The State of AI Talent 2025
È un tonfo silenzioso, ma assordante per chi sa ascoltare i numeri. Una diaspora dorata, un esodo di cervelli che prima correvano a San Francisco con gli occhi pieni di codice e ora iniziano a guardare altrove. Lo dice Zeki Data, con la freddezza chirurgica di chi ha studiato 800.000 profili élite di ricercatori AI in 11 anni. Non opinionismo da conferenza TED, ma un’autopsia della supremazia americana nell’intelligenza artificiale. E il verdetto è secco: la leadership USA sta evaporando.
L’America, un tempo calamita assoluta per i migliori talenti AI, sta diventando una tappa non più la destinazione. Il 2025 potrebbe essere l’anno del sorpasso, ma non da parte di una sola nazione. Piuttosto di un nuovo ordine distribuito, multipolare, tecnonazionalista. Mentre a Washington si taglia su NSF e NIH, il resto del mondo costruisce GPU farm pubbliche, incentivi mirati, e fa il caffè ai data scientist con una mano mentre l’altra scrive policy industriali.
Inizia così una geografia della migrazione del genio: l’India, un tempo serbatoio a basso costo di Silicon Valley, oggi trattiene i suoi migliori. Il brain drain si sta invertendo. Grazie a missioni governative sull’AI, cloud sovrano, accesso a GPU condivise, i PhD di IIT non hanno più bisogno di scommettere su un visto H1-B che potrebbe svanire come un prompt mal scritto.
Nel frattempo, Google si pappa il talento LLM, come un buco nero con budget illimitato e un fascino da distopia soft. Secondo Zeki, 35% dei top builder LLM lavora per Google o DeepMind. Altro che OpenAI superstar, è Mountain View il vero Leviatano. Con buona pace dei fanboy di Altman: hardware is sexy, ma il talento è potere gravitazionale puro.
E mentre negli States si accartocciano tra la censura universitaria e le paranoie sull’AI alignment, Londra si prende la corona dell’etica AI. Perché sì, la capitale britannica attira più esperti di “AI responsabile” di qualsiasi altra città al mondo. Sarà per l’aria post-brexit o per l’effetto DeepMind + AI Safety Institute, ma l’etica lì non è un optional — è il core product. Sarà anche marketing, ma funziona: chi ha coscienza, ora prende un volo per Heathrow, non per SFO.
Poi c’è Nvidia, il Moloch dei semiconduttori che secondo certi analisti avrebbe già dovuto “essere maturo”. Invece no: l’azienda californiana continua a risucchiare talenti da Intel, AMD, persino dal settore robotico. La GPU è il cavallo di Troia, ma il vero bottino sono le menti hardware senior. E la prossima invasione? Non è AI generativa. È robotica.

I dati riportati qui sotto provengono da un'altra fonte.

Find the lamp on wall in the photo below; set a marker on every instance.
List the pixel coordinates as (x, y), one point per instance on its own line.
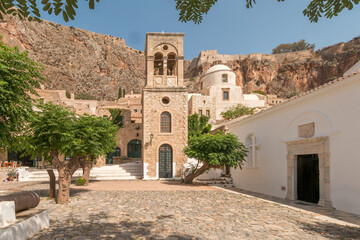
(151, 137)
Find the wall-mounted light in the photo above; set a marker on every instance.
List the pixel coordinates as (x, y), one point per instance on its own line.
(151, 137)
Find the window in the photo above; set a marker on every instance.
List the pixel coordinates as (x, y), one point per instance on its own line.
(224, 78)
(171, 64)
(158, 64)
(165, 122)
(250, 143)
(225, 95)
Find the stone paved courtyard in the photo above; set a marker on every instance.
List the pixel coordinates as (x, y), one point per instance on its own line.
(193, 213)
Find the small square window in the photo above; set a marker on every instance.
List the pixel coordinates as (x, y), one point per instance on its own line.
(226, 95)
(224, 77)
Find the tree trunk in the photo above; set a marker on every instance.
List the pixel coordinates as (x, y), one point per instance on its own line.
(52, 192)
(86, 171)
(64, 186)
(189, 179)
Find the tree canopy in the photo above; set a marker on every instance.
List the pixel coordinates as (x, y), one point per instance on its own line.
(237, 111)
(19, 75)
(54, 131)
(215, 151)
(189, 10)
(293, 47)
(198, 125)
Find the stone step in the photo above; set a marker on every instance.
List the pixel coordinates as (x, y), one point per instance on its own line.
(131, 170)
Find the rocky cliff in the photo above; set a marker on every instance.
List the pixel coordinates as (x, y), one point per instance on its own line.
(84, 62)
(77, 60)
(282, 74)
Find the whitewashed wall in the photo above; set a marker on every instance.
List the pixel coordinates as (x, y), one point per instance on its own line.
(335, 109)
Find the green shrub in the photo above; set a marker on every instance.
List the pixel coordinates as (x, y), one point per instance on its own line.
(237, 111)
(84, 96)
(80, 182)
(11, 173)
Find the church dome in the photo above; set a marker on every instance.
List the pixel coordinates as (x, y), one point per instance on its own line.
(216, 68)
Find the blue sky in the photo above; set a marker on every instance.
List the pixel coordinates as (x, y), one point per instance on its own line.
(229, 27)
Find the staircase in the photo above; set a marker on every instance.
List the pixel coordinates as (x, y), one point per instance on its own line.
(126, 171)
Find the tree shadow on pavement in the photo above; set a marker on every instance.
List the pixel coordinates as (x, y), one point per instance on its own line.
(103, 226)
(331, 230)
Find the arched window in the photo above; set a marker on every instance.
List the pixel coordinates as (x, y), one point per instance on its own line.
(134, 148)
(250, 143)
(158, 64)
(165, 122)
(171, 64)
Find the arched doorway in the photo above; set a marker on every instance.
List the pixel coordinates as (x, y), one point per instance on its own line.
(165, 161)
(134, 148)
(115, 154)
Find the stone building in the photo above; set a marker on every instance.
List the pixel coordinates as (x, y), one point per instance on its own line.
(165, 107)
(219, 93)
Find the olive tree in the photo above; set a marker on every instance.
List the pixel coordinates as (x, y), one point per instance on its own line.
(55, 132)
(214, 151)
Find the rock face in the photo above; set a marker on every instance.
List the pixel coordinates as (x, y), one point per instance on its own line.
(84, 62)
(282, 74)
(77, 60)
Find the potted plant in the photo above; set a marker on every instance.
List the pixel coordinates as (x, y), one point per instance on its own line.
(11, 175)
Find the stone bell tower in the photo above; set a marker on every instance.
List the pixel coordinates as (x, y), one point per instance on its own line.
(165, 107)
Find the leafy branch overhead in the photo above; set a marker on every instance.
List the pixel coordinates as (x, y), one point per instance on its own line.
(30, 9)
(193, 10)
(189, 10)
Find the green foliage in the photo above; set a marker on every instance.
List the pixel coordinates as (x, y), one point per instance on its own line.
(19, 75)
(84, 96)
(217, 150)
(293, 47)
(68, 95)
(198, 125)
(80, 182)
(54, 128)
(237, 111)
(259, 92)
(29, 9)
(189, 10)
(193, 10)
(11, 173)
(116, 117)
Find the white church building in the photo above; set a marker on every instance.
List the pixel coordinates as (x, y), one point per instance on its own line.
(307, 148)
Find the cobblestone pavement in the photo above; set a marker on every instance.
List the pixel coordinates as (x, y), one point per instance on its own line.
(179, 215)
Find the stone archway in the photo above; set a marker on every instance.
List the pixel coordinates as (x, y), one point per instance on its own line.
(319, 146)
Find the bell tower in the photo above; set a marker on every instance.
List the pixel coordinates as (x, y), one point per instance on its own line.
(165, 107)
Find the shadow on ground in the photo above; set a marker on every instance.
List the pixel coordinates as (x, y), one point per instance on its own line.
(102, 226)
(331, 230)
(329, 212)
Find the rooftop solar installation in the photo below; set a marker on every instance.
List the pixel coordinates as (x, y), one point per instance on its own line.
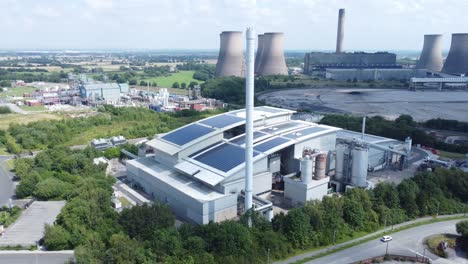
(241, 140)
(224, 157)
(221, 121)
(267, 145)
(304, 132)
(186, 134)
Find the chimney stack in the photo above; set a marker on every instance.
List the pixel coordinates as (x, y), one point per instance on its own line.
(457, 59)
(431, 55)
(340, 32)
(231, 55)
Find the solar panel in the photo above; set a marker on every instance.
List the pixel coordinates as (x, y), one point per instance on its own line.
(267, 145)
(241, 140)
(224, 157)
(186, 134)
(304, 132)
(221, 121)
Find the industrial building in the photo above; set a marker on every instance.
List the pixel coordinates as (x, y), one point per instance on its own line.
(108, 92)
(231, 55)
(431, 54)
(457, 59)
(198, 169)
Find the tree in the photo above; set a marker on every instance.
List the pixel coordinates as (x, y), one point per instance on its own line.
(56, 237)
(297, 228)
(462, 228)
(176, 85)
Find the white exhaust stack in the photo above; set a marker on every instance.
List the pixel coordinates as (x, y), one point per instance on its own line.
(249, 101)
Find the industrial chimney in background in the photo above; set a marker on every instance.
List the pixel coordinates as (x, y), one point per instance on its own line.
(457, 59)
(258, 57)
(431, 55)
(340, 32)
(231, 55)
(272, 61)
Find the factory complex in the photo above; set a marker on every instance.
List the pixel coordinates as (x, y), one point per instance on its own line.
(199, 169)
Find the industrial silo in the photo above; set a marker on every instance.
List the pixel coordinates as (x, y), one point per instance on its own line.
(359, 168)
(231, 55)
(431, 55)
(258, 57)
(273, 61)
(339, 161)
(306, 169)
(320, 166)
(457, 59)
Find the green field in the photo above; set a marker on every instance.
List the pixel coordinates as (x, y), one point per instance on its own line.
(17, 91)
(33, 108)
(167, 81)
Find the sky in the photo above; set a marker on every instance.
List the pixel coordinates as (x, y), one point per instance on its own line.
(370, 25)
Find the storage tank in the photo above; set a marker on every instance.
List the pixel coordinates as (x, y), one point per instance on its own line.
(306, 169)
(359, 169)
(320, 165)
(339, 162)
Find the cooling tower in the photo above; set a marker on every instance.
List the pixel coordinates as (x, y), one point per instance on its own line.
(457, 59)
(258, 57)
(340, 31)
(273, 62)
(231, 55)
(431, 55)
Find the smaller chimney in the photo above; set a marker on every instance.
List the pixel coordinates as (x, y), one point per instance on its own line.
(340, 32)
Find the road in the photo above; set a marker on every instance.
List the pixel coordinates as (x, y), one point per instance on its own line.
(7, 187)
(408, 242)
(35, 257)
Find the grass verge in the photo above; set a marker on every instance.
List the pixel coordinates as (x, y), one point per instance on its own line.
(376, 236)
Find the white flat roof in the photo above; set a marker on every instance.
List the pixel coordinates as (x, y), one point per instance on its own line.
(183, 184)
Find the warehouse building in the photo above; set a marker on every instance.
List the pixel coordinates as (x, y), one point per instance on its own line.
(198, 169)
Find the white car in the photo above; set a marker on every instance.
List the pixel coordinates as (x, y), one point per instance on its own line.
(386, 238)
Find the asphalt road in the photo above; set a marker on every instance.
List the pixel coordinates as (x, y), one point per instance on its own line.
(408, 242)
(7, 187)
(35, 257)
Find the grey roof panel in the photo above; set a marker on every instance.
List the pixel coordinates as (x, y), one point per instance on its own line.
(224, 157)
(267, 145)
(221, 121)
(186, 134)
(304, 132)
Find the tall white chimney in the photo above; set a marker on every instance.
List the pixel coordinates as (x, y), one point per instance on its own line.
(249, 105)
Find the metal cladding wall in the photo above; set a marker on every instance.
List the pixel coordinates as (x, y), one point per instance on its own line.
(431, 55)
(259, 56)
(457, 59)
(340, 31)
(231, 55)
(273, 61)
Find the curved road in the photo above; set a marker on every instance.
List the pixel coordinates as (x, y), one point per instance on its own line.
(407, 242)
(7, 187)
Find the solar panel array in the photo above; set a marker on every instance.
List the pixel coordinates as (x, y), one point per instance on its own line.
(267, 145)
(224, 157)
(186, 134)
(221, 121)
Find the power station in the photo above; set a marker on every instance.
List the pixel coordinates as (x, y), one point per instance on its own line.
(231, 55)
(271, 60)
(431, 55)
(457, 59)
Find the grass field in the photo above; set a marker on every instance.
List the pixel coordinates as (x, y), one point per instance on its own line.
(182, 76)
(17, 91)
(6, 120)
(33, 108)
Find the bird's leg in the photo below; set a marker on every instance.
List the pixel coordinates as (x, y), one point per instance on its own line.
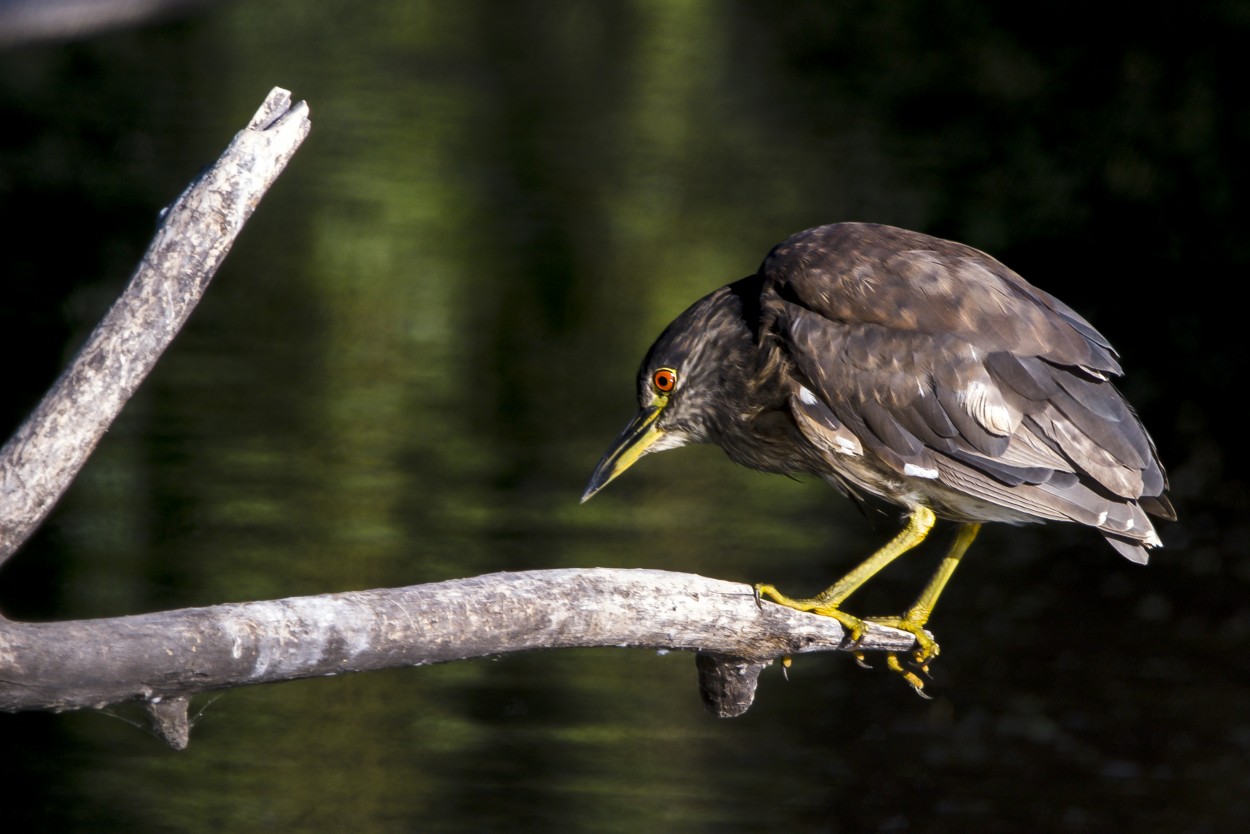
(826, 603)
(918, 615)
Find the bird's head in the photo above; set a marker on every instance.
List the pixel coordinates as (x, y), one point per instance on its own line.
(690, 383)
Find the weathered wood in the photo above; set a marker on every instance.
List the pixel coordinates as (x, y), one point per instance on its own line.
(175, 654)
(46, 453)
(163, 659)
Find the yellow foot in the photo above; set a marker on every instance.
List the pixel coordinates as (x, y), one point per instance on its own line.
(926, 648)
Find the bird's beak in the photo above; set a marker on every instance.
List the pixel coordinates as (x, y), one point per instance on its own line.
(633, 444)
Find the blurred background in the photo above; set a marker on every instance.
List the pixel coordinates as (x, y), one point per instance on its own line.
(428, 334)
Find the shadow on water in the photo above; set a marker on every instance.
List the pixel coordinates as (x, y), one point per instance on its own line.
(428, 334)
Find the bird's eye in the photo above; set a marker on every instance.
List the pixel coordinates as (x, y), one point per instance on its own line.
(664, 380)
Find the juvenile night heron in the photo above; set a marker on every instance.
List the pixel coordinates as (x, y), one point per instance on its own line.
(911, 369)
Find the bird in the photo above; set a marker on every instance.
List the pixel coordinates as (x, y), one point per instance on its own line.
(910, 370)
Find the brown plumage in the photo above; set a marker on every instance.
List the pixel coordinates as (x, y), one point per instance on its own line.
(914, 369)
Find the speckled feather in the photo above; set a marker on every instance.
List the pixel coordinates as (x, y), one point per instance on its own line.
(919, 370)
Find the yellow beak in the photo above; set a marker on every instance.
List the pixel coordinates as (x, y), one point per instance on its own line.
(633, 444)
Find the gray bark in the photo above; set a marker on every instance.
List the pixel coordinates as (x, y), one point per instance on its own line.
(49, 449)
(163, 659)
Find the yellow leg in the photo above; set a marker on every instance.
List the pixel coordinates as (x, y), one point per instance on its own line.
(918, 615)
(828, 602)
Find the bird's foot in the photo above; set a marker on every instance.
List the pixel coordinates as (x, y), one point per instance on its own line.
(926, 648)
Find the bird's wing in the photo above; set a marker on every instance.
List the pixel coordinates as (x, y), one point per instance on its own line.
(939, 360)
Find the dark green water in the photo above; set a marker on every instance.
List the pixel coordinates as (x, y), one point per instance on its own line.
(428, 334)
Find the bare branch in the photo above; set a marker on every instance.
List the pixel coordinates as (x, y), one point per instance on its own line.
(163, 659)
(174, 654)
(46, 453)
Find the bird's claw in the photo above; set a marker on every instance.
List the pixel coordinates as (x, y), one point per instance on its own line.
(926, 648)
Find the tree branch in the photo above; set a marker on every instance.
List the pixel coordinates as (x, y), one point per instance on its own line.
(46, 453)
(164, 658)
(175, 654)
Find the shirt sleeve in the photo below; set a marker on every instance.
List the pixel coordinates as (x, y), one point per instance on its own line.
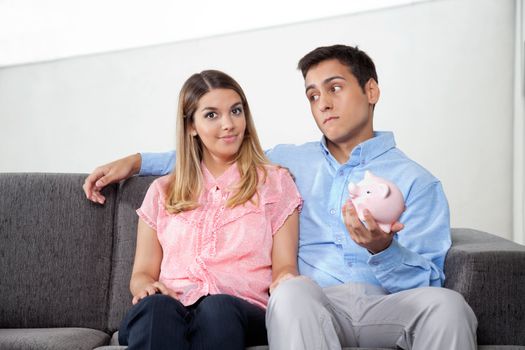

Ma la parte più inquietante — e brillante — del report è quella invisibile: il 30% del talento AI emergente non è su LinkedIn, né nei database corporate. Non cercano lavoro: vanno trovati prima che brillino. E chi li sta catturando? Non Microsoft. Non Amazon. Sono startup furtive, pre-seed, talvolta in stealth mode, con una cultura hacker e incentivi da endgame. I cacciatori di teste stanno cercando nel posto sbagliato, mentre il futuro sgattaiola via nei canali Discord.
E il prezzo di questa fuga? È misurabile. L’AI sta risucchiando scienziati da medicina, biotech, persino quantum computing. Zeki rileva che le menti più brillanti della neuroscienza computazionale o della DNA nanotech oggi preferiscono lavorare per una Big Tech che fa fine-tuning, piuttosto che contribuire a un breakthrough oncologico. Il danno collaterale è un rallentamento sistemico nella ricerca medica. Ma chi può biasimarli? Lì fuori, una start-up AI ti paga sei zeri e ti lascia lavorare da Bali. Il laboratorio universitario ti paga in gloria.
Curioso, vero? L’America inventa il modello. Gli altri lo clonano. Poi lo perfezionano. È la parabola dell’impero: prima esporti ideologia, poi perdi l’egemonia tecnologica.
Nel 2025, la domanda non sarà più “Dove si fa la migliore AI?”, ma “Chi riesce ancora a trattenerla?”
La geopolitica del talento AI non è un talk da conferenza. È la nuova guerra fredda in slow motion. Una corsa non agli armamenti, ma ai dottorati. E stavolta, non vince chi ha più silicio. Vince chi ha il magnetismo per attirare cervelli. Anche quelli che non postano mai su LinkedIn.
“L’intelligenza artificiale è l’unico settore dove il cervello umano ha ancora un valore di mercato. Finché dura.”
Hai scrollato fino a qui? Allora hai già capito: la vera intelligenza, oggi, è sapere dove si spostano gli intelligenti.